F. Conduct a survey in our local area indicating which stores or services have wheelchair access. Explore our school and temple facilities for special provisions. Make a chart relating to different accommodations: i.e. entering buildings, hanging up coats, drinking water, bathroom facilities, parking cars, washing hands, getting a siddur, sitting in the sanctuary or chapel, hearing the service. Does the temple have a wheelchair on the premises for someone to borrow? Is there a phone for the hearing impaired? Are there large print or Braille Siddurim? (Maybe the class could raise money to purchase these things as part of their mitzvah project). Invite president or rabbi to discuss any actions necessary for the synagogue to take to make the facility more friendly to challenged individuals.
G. Contact Best/Buddies, a school for the deaf, or a school for the blind. Invite speakers, write letters, contact the institution.
H. Make tzedekah boxes, collect on a daily or weekly basis, choose a foundation or cause (braille books, wheelchair, donate tzedekah for their fundraising events)

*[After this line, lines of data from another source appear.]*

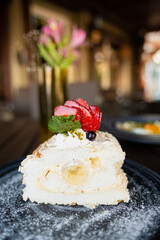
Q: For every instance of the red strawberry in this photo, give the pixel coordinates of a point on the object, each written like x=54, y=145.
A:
x=89, y=116
x=97, y=118
x=86, y=114
x=65, y=111
x=71, y=103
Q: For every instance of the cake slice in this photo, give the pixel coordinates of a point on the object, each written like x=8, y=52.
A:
x=76, y=166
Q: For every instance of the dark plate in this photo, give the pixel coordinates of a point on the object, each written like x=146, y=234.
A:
x=138, y=219
x=110, y=126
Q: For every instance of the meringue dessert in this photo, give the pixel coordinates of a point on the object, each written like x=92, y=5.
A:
x=78, y=166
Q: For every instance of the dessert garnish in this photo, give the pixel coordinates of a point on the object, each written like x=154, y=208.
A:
x=89, y=117
x=61, y=124
x=91, y=135
x=69, y=169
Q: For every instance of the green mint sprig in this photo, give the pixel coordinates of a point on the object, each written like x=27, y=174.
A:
x=62, y=124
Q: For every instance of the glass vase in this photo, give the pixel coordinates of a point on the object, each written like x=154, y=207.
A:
x=52, y=83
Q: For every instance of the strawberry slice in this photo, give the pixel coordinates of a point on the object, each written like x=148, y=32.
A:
x=83, y=103
x=86, y=114
x=72, y=103
x=97, y=117
x=89, y=116
x=65, y=111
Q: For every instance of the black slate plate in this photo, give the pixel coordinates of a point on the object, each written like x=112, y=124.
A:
x=138, y=219
x=110, y=126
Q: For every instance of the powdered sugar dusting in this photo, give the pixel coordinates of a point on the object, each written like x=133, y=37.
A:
x=138, y=219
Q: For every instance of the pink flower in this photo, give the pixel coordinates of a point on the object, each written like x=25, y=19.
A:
x=44, y=39
x=54, y=30
x=78, y=37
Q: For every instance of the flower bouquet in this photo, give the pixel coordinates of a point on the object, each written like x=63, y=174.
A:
x=58, y=51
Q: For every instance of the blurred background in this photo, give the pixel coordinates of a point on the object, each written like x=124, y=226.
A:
x=119, y=70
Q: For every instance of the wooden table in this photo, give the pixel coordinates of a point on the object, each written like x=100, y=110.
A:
x=17, y=139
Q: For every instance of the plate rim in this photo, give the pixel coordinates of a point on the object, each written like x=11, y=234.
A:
x=109, y=124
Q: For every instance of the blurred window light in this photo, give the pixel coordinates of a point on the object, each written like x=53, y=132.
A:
x=152, y=36
x=156, y=57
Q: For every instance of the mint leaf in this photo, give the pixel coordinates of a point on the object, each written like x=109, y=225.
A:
x=61, y=124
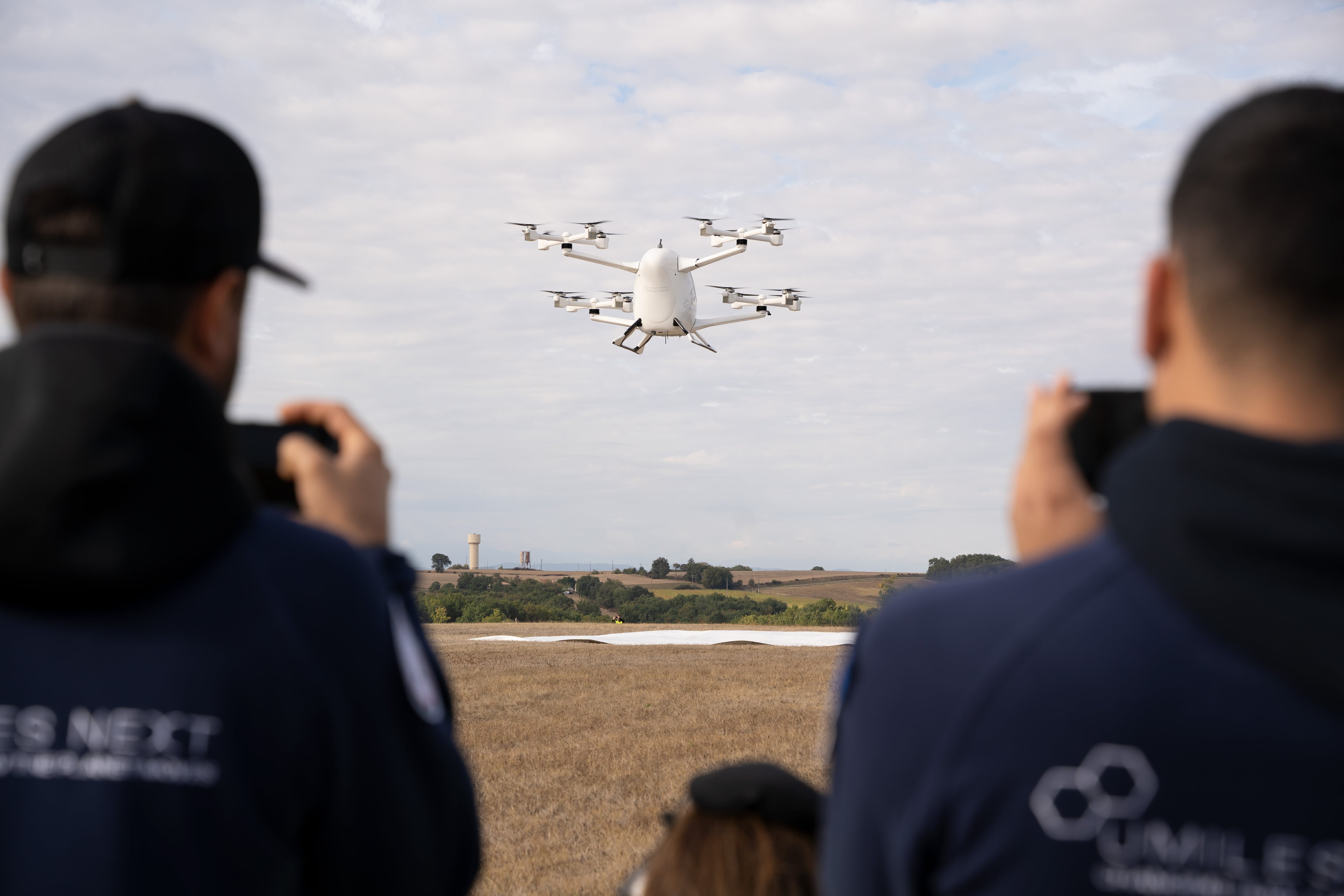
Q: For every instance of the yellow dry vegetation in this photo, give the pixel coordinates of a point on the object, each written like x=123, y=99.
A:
x=577, y=749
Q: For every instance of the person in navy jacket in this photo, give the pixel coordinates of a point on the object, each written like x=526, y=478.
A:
x=1155, y=702
x=197, y=695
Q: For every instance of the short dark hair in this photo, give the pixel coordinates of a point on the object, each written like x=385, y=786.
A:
x=725, y=855
x=1259, y=218
x=158, y=308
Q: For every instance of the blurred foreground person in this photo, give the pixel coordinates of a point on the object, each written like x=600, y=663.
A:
x=750, y=832
x=197, y=696
x=1159, y=710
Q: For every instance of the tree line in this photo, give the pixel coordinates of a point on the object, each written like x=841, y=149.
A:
x=495, y=598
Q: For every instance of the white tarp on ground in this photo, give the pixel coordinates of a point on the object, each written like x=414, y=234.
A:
x=832, y=639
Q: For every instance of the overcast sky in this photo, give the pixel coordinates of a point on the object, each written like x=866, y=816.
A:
x=976, y=187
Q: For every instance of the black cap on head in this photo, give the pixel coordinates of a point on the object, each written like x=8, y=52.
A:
x=134, y=195
x=763, y=789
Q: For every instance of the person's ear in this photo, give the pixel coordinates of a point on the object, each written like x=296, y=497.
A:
x=1158, y=307
x=210, y=335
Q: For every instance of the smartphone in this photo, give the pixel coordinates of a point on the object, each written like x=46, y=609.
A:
x=257, y=444
x=1113, y=417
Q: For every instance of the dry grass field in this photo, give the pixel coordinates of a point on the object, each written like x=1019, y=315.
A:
x=577, y=749
x=796, y=586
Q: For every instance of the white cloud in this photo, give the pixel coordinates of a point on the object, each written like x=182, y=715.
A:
x=697, y=459
x=925, y=148
x=366, y=14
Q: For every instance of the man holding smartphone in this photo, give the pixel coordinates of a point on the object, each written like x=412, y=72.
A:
x=197, y=695
x=1155, y=703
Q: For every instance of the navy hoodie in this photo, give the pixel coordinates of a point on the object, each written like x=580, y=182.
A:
x=195, y=695
x=1159, y=711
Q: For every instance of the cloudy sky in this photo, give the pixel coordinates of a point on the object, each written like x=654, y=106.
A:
x=976, y=187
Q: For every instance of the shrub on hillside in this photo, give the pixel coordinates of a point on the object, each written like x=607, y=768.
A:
x=480, y=598
x=968, y=565
x=816, y=613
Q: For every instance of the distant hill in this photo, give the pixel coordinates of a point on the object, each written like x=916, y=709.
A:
x=966, y=565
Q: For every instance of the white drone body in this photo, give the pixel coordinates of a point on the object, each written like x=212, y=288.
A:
x=663, y=301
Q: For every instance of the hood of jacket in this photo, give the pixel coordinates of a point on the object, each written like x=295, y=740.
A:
x=116, y=469
x=1249, y=535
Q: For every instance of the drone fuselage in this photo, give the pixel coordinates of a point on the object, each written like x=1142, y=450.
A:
x=663, y=295
x=663, y=301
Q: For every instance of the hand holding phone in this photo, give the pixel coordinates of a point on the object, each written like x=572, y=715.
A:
x=346, y=492
x=1111, y=420
x=1052, y=502
x=259, y=445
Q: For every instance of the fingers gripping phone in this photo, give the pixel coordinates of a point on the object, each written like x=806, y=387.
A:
x=259, y=444
x=1111, y=420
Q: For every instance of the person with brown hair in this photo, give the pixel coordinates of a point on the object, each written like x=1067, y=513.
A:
x=750, y=832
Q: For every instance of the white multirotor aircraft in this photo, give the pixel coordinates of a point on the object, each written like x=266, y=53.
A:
x=663, y=303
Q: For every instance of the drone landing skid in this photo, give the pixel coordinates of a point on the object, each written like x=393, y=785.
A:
x=639, y=350
x=699, y=340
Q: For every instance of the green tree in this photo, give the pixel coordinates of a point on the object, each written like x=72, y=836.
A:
x=717, y=578
x=968, y=565
x=694, y=572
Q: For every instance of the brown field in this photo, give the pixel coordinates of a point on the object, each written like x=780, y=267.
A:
x=577, y=749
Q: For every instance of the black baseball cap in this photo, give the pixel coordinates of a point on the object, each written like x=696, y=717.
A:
x=759, y=788
x=136, y=195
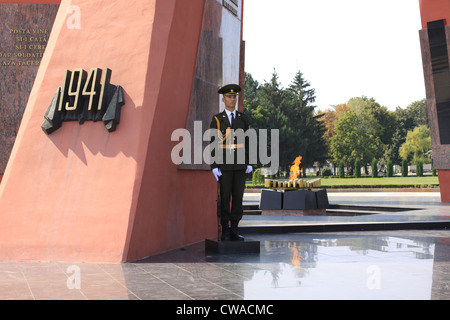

I. Have the class role-play different disabilities
J. Trips
1. Visit the recipient of tzedakah drive. (Make sure students are welcome)
2. Visit a School for Deaf and or Blind. Research to see if there are facilities specifically for Jewish children.
3. Attend and participate in Special Olympics activities.
Doing Righteous Acts/ Tzedakah /Fixing the World Tikun Olam
A. "A woman of valor is one that stretches her hand out to the needy" Proverbs 31:20
"Tzedakah is as important as all the other mitzvoth combined." Baba Batra 9a
1. Students will identify the needs of others. Students will make individual charts with headings:
What are people's needs? What am I good at? What do I like to do? How can I help others to achieve their needs? Where can I do it?
2. Tzedakah boxes (perhaps made in Art Class) bring in daily tzedakah, research and choose a charity write letters, send email, invite speakers, visit the facility.
3. Write to various corporations describing charity and class goals, ask for donations of a specific type.
B. Invite speakers: Best Buddies, Special Schools, HRS, Federation to speak to children (and perhaps parents) about opportunities for Tzedakah in the community. Write thank you notes, contact by e-mail and arrange ongoing integrated activities.
C. Use the class mural to collage articles, photos, and writings demonstrating "tikun olam".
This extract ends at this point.